Heart tests: If scleroderma affects your heart, you may have an echocardiogram to look at your heart’s structures and blood vessels. You may also have an electrocardiogram (ECG), which evaluates your heart rhythm. If your provider suspects you have inflammation around your heart, they may order a cardiac MRI, which uses magnets and radio waves to view your heart.
Musculoskeletal tests: Your provider performs a full physical exam to evaluate tenderness or swelling in your joints. They may order blood tests to look for inflammation or take an MRI of affected muscles or joints.

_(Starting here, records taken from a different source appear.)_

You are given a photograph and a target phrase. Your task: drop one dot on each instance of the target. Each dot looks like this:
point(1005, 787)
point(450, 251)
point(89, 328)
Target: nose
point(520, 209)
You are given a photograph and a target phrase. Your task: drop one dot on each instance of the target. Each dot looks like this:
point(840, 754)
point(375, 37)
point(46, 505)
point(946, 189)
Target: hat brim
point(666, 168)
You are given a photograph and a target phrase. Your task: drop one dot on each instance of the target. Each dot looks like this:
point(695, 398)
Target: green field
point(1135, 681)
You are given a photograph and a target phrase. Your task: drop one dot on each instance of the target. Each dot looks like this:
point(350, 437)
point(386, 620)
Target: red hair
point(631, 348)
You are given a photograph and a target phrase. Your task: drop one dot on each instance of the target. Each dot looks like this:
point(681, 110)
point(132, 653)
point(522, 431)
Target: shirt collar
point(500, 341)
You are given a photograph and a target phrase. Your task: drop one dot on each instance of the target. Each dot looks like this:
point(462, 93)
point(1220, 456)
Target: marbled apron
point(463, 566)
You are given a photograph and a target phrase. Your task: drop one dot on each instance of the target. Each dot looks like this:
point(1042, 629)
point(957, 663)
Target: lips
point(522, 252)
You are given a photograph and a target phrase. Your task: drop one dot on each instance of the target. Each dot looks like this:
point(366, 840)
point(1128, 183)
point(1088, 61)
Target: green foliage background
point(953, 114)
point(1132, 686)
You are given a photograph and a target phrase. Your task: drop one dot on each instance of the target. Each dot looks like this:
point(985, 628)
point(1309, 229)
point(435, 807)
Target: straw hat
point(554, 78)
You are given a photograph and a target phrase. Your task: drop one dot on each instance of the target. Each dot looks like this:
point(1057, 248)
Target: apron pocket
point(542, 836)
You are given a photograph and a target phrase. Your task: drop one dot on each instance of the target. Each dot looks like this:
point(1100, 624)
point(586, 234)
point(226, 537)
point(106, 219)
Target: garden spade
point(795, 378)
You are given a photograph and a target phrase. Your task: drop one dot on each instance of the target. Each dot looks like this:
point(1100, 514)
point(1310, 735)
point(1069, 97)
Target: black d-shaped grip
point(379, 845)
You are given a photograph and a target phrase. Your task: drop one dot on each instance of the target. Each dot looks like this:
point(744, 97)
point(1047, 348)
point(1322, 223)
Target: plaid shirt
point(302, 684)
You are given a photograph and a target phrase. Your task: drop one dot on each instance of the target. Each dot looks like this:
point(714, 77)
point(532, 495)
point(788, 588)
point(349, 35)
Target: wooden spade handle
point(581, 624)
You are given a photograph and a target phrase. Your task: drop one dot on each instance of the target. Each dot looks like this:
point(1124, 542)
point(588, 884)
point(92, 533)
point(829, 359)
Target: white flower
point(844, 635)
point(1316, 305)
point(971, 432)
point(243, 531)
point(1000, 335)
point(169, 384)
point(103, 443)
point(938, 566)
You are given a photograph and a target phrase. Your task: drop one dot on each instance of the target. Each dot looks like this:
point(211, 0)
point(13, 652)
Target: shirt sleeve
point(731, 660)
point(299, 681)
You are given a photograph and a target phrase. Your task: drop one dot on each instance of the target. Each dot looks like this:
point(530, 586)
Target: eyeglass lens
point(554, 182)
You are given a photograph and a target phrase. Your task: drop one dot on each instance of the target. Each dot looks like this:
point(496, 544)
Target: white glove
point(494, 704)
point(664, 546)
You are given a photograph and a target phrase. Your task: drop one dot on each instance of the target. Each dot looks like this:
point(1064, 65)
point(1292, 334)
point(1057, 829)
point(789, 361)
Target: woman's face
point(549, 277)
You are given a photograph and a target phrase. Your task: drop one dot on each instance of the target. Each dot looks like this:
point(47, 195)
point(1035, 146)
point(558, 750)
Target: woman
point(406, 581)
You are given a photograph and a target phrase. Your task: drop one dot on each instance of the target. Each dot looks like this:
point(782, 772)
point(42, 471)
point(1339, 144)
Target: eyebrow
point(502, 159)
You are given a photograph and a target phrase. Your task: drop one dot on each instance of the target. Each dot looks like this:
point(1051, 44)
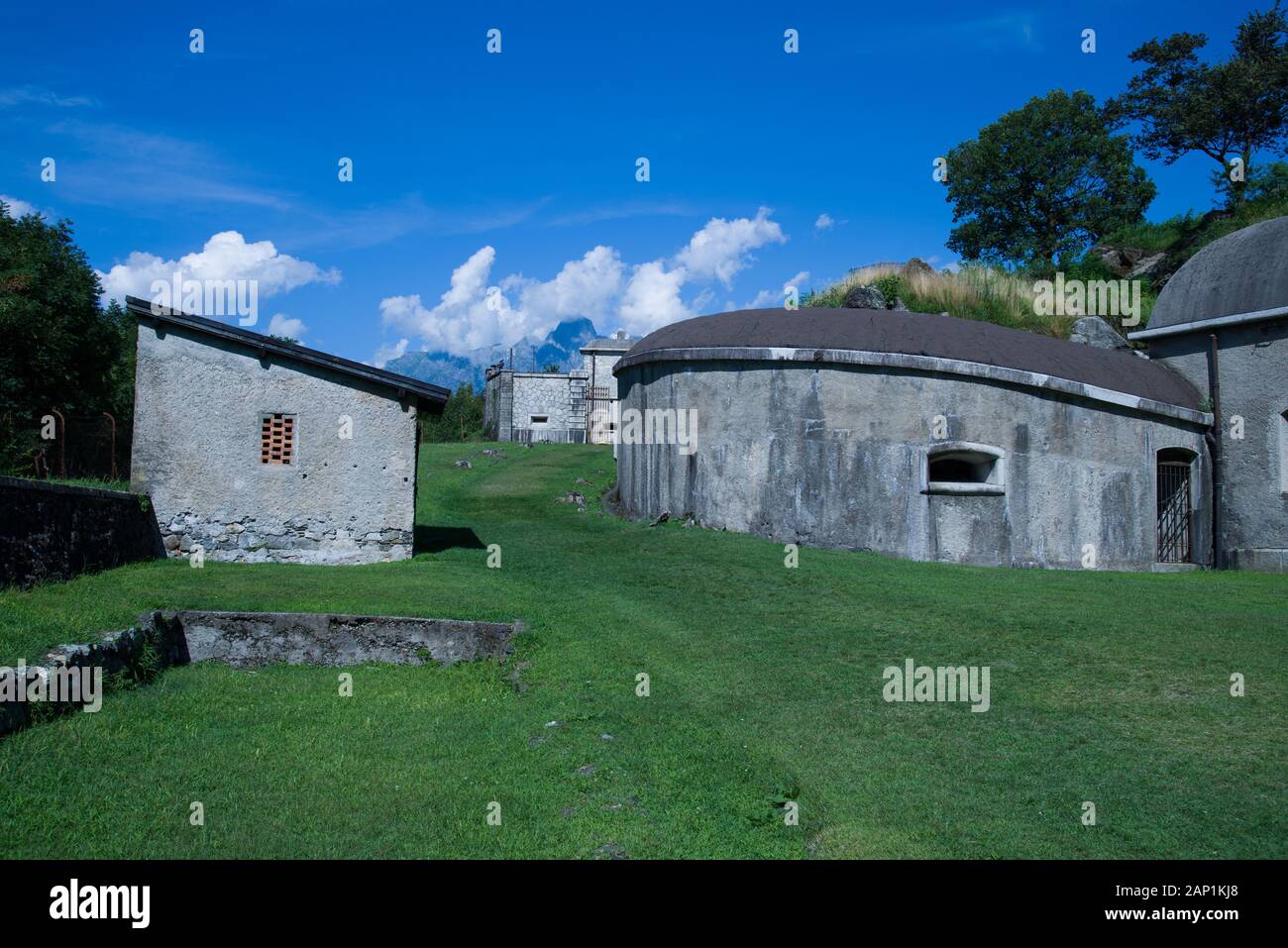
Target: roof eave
point(403, 386)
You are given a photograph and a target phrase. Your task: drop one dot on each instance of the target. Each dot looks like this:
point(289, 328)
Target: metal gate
point(1173, 511)
point(600, 424)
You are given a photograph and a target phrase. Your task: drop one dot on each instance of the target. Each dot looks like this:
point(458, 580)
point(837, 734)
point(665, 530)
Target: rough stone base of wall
point(256, 639)
point(296, 540)
point(51, 532)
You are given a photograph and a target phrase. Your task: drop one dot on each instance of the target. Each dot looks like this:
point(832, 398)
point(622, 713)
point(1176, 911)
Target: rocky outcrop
point(864, 296)
point(1091, 330)
point(52, 532)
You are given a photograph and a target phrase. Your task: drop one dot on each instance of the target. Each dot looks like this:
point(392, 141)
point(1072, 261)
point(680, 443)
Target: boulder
point(914, 266)
point(1094, 331)
point(863, 296)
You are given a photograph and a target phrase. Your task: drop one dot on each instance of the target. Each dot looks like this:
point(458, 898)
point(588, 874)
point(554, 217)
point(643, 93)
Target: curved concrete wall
point(1253, 363)
point(835, 455)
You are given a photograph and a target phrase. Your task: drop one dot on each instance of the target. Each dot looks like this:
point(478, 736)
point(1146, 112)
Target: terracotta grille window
point(277, 440)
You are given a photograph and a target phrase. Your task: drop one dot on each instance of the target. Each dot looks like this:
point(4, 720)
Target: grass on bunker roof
point(764, 686)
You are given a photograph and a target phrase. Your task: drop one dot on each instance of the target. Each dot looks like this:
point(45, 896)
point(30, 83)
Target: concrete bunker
point(257, 639)
point(918, 436)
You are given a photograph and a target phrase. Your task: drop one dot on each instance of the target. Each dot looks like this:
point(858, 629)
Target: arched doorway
point(1175, 517)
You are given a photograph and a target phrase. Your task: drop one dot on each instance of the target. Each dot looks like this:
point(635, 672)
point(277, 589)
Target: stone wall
point(198, 406)
point(1253, 363)
point(835, 455)
point(52, 532)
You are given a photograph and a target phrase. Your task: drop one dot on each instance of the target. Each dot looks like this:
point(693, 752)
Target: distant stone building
point(257, 450)
point(554, 406)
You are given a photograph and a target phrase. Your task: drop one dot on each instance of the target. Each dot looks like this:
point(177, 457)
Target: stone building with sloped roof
point(254, 449)
point(1222, 322)
point(948, 440)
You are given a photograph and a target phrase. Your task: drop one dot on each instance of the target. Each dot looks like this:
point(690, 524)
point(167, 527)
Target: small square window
point(277, 438)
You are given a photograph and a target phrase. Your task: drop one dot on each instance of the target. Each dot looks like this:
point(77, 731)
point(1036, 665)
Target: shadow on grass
point(438, 539)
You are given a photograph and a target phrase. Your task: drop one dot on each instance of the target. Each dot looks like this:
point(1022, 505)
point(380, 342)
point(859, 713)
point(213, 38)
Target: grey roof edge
point(1212, 324)
point(613, 346)
point(922, 364)
point(143, 309)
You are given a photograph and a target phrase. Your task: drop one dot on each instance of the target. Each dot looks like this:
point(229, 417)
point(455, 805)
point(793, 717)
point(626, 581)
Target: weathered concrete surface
point(197, 451)
point(52, 532)
point(835, 454)
point(140, 652)
point(511, 399)
point(1253, 363)
point(254, 639)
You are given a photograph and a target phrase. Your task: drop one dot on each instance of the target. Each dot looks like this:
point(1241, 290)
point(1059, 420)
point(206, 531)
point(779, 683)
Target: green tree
point(1043, 180)
point(462, 419)
point(1224, 110)
point(58, 350)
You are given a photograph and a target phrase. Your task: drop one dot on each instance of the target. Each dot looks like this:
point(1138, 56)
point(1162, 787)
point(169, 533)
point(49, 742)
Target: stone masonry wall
point(197, 453)
point(56, 531)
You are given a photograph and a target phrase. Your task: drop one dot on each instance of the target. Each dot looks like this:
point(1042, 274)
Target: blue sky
point(510, 170)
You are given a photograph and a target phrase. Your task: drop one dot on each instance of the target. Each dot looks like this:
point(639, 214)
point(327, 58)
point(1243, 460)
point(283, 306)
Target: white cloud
point(776, 298)
point(722, 248)
point(282, 325)
point(387, 353)
point(17, 207)
point(480, 311)
point(226, 256)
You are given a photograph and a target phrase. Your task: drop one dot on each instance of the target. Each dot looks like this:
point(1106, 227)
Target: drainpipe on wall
point(1214, 440)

The goal of scleroderma treatment is to slow down and, in some cases, reverse progression of the disease. Depending on your symptoms, your treatment may include:
Lifestyle changes: Tailored nutrition guidance may help improve your health and quality of life. Diet changes may help lower inflammation, reduce gastrointestinal symptoms or manage medication side effects.
Medications: Many people with scleroderma take medications to reduce inflammation and scarring or suppress the immune system. We recommend the right medications for you and adjust them if your needs change.
Stem cell or organ transplants: In some cases, we may recommend a stem cell or organ transplant. Stem cell transplants replace bone marrow with healthy cells, which increases your body’s ability to create healthy red blood cells, white blood cells and platelets. An organ transplant replaces a damaged organ with a healthy one from a donor. Find out more about our transplant services.
Our scleroderma specialists are renowned experts in scleroderma diagnosis and treatment. We bring you leading-edge therapies and advanced treatments backed by research. We also make recommendations for lifestyle changes to help you live a healthier life.